Mis compañeros de Zihuatanejo sólo pararon cuando llegaron a San Miguelito, al pie de la sierra, con la idea de que la guerra había iniciado.
No pude quedarme en mi oficina de la secretaría del Ayuntamiento en Petatlán y salí rumbo a Zihuatanejo donde los antimotines habían detenido los camiones en que se transportaban contingentes perredistas de la Tierra Caliente.
Quise en esa tarde evitar la despiadada golpiza que recibieron a manos de los antimotines los contingentes de calentanos que habían abordado los camiones en que llegaron para emprender la retirada negociada.
A la altura de la colonia El Limón, a un costado de lo que ahora es el Instituto Tecnológico de la Costa Grande pasé el primero y luego el segundo retén de policías antimotines, caminando en medio de la carretera nacional hasta llegar a los autobuses detenidos para cerciorarme de la situación de los compañeros y para infundirles ánimo. Yo sabía que mis compañeros de Zihuatanejo habían formado una brigada de apoyo llevando agua y comida a los detenidos en el bloqueo de la carretera nacional a través del viejo camino a La Unión, por el cerro de las Antenas.
Ya de regreso, todavía con los nervios de punta, caminando entre los policías que me franqueaban el paso sin saber quién era yo, que caminaba confiado en el supuesto fuero de candidato a diputado que ostentaba, cuando a la altura del entronque del Infonavit El Hujal inició la agresión.
Había llegado hasta el inicio del bloqueo un camión de la policía que transportaba al procurador Rubén Robles Catalán protegido por un escudo humano de guaruras fuertemente armados. Lo distinguí por su obesa figura y también porque en ése momento daba la orden de atacar a los manifestantes que se encontraban indefensos subidos en los autobuses.
Robles Catalán se sorprendió cuando frente a él lo increpé exigiéndole respeto a mis compañeros, advirtiéndole que se retiraban pacíficamente. Se pasmó por un momento, quizá interrogándose sobre quién era yo que le hablaba de tal modo, pero luego se impuso en él su violento espíritu de policía, ordenando a sus guaruras mi detención, y habría sido yo uno más de los detenidos y desaparecidos entonces si no hubiera obrado mi instinto de autodefensa y también el apoyo de las valientes mujeres de la familia Lagunas y Cabrera, vecinas de la colonia El Limón y compañeras de partido que salieron en mi defensa. Todo sucedió al tiempo que el funcionario ruizmassieuista corría para ponerse al frente del ataque contra los indefensos perredistas.

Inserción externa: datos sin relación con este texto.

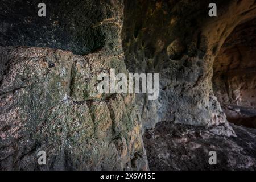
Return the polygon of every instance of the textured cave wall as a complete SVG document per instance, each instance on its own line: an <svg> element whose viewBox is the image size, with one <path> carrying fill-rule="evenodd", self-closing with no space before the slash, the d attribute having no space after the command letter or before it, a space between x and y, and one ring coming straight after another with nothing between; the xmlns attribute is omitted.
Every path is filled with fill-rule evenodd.
<svg viewBox="0 0 256 182"><path fill-rule="evenodd" d="M0 3L1 169L205 169L212 150L210 169L255 169L255 130L228 125L211 82L254 1L212 18L208 0L47 1L46 18L39 2ZM160 73L158 100L98 94L110 68Z"/></svg>
<svg viewBox="0 0 256 182"><path fill-rule="evenodd" d="M236 26L255 17L256 3L214 1L210 18L210 2L125 1L126 64L160 73L158 100L136 96L151 169L256 168L255 130L228 123L212 84L216 56ZM217 165L209 164L210 151Z"/></svg>
<svg viewBox="0 0 256 182"><path fill-rule="evenodd" d="M0 169L147 169L134 96L96 89L127 72L123 2L44 2L46 18L36 1L0 2Z"/></svg>
<svg viewBox="0 0 256 182"><path fill-rule="evenodd" d="M212 64L236 26L255 16L255 4L216 1L218 17L210 18L210 2L125 1L122 36L127 68L160 74L158 100L137 97L144 129L160 121L230 128L212 90Z"/></svg>
<svg viewBox="0 0 256 182"><path fill-rule="evenodd" d="M256 19L237 26L213 64L213 88L229 121L256 127Z"/></svg>

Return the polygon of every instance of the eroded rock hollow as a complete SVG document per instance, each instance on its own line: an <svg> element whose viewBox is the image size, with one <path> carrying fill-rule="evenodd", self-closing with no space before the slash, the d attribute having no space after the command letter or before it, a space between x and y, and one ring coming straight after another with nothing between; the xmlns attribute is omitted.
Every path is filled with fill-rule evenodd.
<svg viewBox="0 0 256 182"><path fill-rule="evenodd" d="M0 2L1 169L256 168L255 1L40 2ZM158 99L100 94L111 68Z"/></svg>

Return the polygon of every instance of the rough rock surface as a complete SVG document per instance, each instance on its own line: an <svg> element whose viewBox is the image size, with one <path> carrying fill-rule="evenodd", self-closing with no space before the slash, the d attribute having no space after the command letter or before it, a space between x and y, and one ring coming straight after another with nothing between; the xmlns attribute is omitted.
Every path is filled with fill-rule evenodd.
<svg viewBox="0 0 256 182"><path fill-rule="evenodd" d="M46 0L46 17L39 17L41 2L1 1L0 46L51 47L81 55L118 47L121 1Z"/></svg>
<svg viewBox="0 0 256 182"><path fill-rule="evenodd" d="M232 125L237 136L217 135L213 128L157 123L143 137L151 170L255 170L256 129ZM217 164L208 163L209 152Z"/></svg>
<svg viewBox="0 0 256 182"><path fill-rule="evenodd" d="M197 126L226 123L212 90L212 64L236 26L255 16L256 4L216 1L218 16L210 18L210 2L125 1L122 36L127 68L160 74L158 100L137 97L145 129L160 121Z"/></svg>
<svg viewBox="0 0 256 182"><path fill-rule="evenodd" d="M122 1L44 2L0 3L0 169L147 169L134 96L96 92L127 72Z"/></svg>
<svg viewBox="0 0 256 182"><path fill-rule="evenodd" d="M237 26L213 64L213 90L229 121L256 127L256 19Z"/></svg>
<svg viewBox="0 0 256 182"><path fill-rule="evenodd" d="M216 1L217 18L210 0L46 0L46 18L39 2L0 2L1 169L255 169L255 130L229 125L212 84L254 0ZM158 99L99 94L110 68L160 73Z"/></svg>
<svg viewBox="0 0 256 182"><path fill-rule="evenodd" d="M147 169L134 96L95 90L98 73L115 64L125 68L118 56L35 47L0 51L1 68L8 65L0 87L1 169ZM41 150L47 156L42 167Z"/></svg>

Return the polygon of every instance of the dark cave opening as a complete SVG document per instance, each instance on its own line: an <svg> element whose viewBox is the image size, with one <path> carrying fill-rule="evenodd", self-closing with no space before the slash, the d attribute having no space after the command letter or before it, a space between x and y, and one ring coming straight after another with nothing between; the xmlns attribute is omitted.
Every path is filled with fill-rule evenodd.
<svg viewBox="0 0 256 182"><path fill-rule="evenodd" d="M213 88L229 122L256 128L256 19L240 24L213 64Z"/></svg>

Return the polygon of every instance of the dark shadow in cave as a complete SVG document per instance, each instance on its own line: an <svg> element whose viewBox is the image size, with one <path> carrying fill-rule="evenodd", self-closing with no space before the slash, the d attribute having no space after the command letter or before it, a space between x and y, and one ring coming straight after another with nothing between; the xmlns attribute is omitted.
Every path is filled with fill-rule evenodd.
<svg viewBox="0 0 256 182"><path fill-rule="evenodd" d="M256 19L237 26L213 64L213 88L228 121L256 128Z"/></svg>

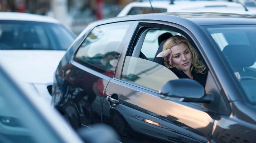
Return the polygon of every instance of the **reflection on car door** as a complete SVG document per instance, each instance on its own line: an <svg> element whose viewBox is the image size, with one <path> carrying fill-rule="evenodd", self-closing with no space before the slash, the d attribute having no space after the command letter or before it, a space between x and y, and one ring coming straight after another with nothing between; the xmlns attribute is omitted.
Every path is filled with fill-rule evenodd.
<svg viewBox="0 0 256 143"><path fill-rule="evenodd" d="M61 68L58 76L64 80L59 83L66 91L56 108L75 128L101 122L104 92L113 76L122 41L134 23L96 27L71 63Z"/></svg>
<svg viewBox="0 0 256 143"><path fill-rule="evenodd" d="M172 73L157 74L168 72ZM152 62L126 57L122 73L122 79L110 81L103 108L103 122L115 129L122 142L206 143L210 140L213 115L196 104L159 97L158 88L177 79L170 70ZM154 87L157 87L151 89Z"/></svg>

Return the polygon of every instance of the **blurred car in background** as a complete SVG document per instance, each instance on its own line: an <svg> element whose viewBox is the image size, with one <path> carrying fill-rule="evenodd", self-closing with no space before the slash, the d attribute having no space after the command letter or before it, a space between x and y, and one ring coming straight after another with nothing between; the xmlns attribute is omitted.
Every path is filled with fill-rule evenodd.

Ya conté que la golpiza de los calentanos no pudieron verla ni Félix Salgado ni sus colaboradores cercanos porque ellos fueron los primeros en huir mientras sus paisanos eran bajados de los autobuses enceguecidos por el gas lacrimógeno con el que antes los habían atacado.
Uno a uno recibían de macanazos desde la puerta del autobús hasta pasar por el último policía de la fila. Ya era noche y en el despoblado muchos se perdieron tratando de huir de la policía en las laderas del cerro.

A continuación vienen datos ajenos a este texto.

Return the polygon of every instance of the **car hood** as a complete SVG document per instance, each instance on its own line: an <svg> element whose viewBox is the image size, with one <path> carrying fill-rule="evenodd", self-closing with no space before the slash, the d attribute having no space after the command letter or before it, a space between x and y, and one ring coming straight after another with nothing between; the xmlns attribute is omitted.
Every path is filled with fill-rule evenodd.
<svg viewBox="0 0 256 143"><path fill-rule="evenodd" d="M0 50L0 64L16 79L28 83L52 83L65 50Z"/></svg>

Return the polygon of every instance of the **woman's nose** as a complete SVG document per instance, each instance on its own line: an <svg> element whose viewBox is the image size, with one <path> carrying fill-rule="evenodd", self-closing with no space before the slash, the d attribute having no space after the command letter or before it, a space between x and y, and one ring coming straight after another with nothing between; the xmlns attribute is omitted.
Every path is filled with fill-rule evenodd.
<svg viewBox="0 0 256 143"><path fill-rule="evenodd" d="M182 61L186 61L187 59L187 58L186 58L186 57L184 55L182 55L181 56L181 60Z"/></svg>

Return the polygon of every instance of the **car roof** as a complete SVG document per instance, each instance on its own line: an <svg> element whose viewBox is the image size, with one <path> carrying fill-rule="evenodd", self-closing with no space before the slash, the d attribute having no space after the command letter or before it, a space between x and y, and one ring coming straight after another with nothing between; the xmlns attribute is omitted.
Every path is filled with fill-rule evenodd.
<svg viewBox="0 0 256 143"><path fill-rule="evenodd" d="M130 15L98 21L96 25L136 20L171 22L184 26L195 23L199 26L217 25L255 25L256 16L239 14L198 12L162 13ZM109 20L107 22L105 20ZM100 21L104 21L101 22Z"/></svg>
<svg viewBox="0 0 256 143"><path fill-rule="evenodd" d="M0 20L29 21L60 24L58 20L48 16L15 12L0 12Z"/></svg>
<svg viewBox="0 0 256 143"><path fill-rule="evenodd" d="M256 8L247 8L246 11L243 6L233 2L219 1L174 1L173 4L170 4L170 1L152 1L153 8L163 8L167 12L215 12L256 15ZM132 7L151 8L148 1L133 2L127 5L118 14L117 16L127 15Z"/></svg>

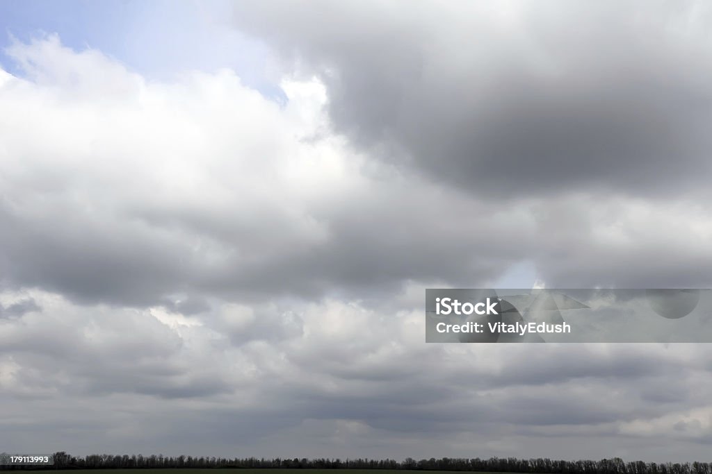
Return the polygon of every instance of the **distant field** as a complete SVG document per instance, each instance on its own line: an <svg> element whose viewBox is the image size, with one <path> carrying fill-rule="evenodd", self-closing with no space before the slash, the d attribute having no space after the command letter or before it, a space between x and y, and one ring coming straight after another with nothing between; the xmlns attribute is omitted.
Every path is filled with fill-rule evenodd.
<svg viewBox="0 0 712 474"><path fill-rule="evenodd" d="M192 469L185 468L181 469L82 469L83 473L116 473L117 474L336 474L341 472L343 474L396 474L402 473L426 473L427 474L452 474L452 470L417 470L411 471L404 469L221 469L206 468ZM482 473L478 474L506 474L506 473Z"/></svg>

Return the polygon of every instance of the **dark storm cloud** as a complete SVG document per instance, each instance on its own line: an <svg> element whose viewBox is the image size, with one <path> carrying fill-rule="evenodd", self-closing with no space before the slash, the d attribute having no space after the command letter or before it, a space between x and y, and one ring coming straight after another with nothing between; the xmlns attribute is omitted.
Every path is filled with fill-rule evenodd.
<svg viewBox="0 0 712 474"><path fill-rule="evenodd" d="M27 298L6 306L0 304L0 318L21 316L26 313L41 311L42 307L31 298Z"/></svg>
<svg viewBox="0 0 712 474"><path fill-rule="evenodd" d="M323 79L338 131L436 180L496 198L709 183L698 3L235 5L238 28Z"/></svg>

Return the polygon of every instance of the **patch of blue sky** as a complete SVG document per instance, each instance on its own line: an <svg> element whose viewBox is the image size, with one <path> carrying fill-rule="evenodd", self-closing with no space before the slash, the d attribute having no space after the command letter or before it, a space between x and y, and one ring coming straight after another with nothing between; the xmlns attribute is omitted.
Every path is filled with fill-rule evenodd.
<svg viewBox="0 0 712 474"><path fill-rule="evenodd" d="M3 0L0 49L57 33L76 50L92 48L145 77L229 68L243 83L281 104L287 97L267 74L269 51L229 25L227 0ZM21 75L4 52L0 64Z"/></svg>

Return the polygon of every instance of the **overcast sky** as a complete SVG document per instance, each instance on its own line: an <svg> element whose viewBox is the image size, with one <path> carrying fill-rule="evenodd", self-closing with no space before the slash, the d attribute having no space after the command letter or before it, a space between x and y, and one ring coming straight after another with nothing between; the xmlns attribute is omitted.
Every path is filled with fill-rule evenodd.
<svg viewBox="0 0 712 474"><path fill-rule="evenodd" d="M712 286L712 6L0 2L0 450L709 460L706 345L424 289Z"/></svg>

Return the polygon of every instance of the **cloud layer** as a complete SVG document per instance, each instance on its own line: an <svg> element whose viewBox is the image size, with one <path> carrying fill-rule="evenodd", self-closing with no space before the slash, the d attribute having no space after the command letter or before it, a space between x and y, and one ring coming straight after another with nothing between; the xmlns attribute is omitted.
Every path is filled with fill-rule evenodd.
<svg viewBox="0 0 712 474"><path fill-rule="evenodd" d="M283 104L15 42L3 448L703 458L704 346L424 343L424 288L523 264L712 284L704 8L496 5L238 2Z"/></svg>

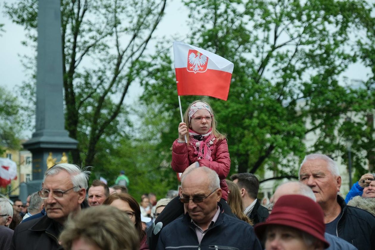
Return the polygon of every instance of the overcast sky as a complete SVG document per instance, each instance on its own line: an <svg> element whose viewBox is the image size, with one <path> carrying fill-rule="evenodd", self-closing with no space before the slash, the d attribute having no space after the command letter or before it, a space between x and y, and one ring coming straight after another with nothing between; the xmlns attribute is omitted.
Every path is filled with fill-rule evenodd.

Mientras tanto las compañeras de El Limón me escondieron y curaron. Esa noche no dormí en mi casa. Heriberto Gaxiola y Sandra me escondieron en la colonia La Noria. Después mis compañeros del sindicato de mineros de Lázaro Cárdenas con el apoyo de Saúl Escobar de la dirección nacional del PRD me consiguieron un viaje a Venezuela.
En San Antonio de los Altos cuando estaba de moda el baile brasileño de la lambada tomé un respiro y regresé hasta que mis compañeros supusieron que ya no era blanco de la represión.